On the absence of Ryan, Gatland said: "James has been pretty unlucky. I thought we an example - for me - last weekend with Leinster against La Rochelle.

"And if you want to have a look at a match, probably the La Rochelle side reminded me of what we're going to face in South Africa.

"We're going to face big, physical men. We saw that with [Will] Skelton, we saw that with how direct they were in terms of coming off 9.

"And probably in the last couple of years with Leinster, and a couple of those big games.... I know they were really good against Exeter, we saw in that weekend, and we saw probably 12-months ago against Saracens in the European match where people have really gone pretty hard at them physically up front."

Speaking ahead of the announcement, Leinster senior coach Stuart Lancaster told RTÉ Sport: "For any player who isn't successful in the initial selection, there’s an awful lot of rugby to go before they get on the plane.
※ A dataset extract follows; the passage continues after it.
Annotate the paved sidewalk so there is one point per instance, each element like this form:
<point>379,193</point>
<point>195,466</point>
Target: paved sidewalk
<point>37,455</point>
"And when they get on the plane, they’ve got to play Japan, four highly motivated [South Africa clubs], as well as three Test matches so I’d be absolutely amazed if the [37] that get picked are the ony [37] that end up playing.

"If I was close but not picked I’d be hoping to stay fit and be ready."

The Lions are due to face Japan in Murrayfield on 26 June and the first of three Tests on consecutive Saturdays against the Springboks is in Johannesburg on 27 July.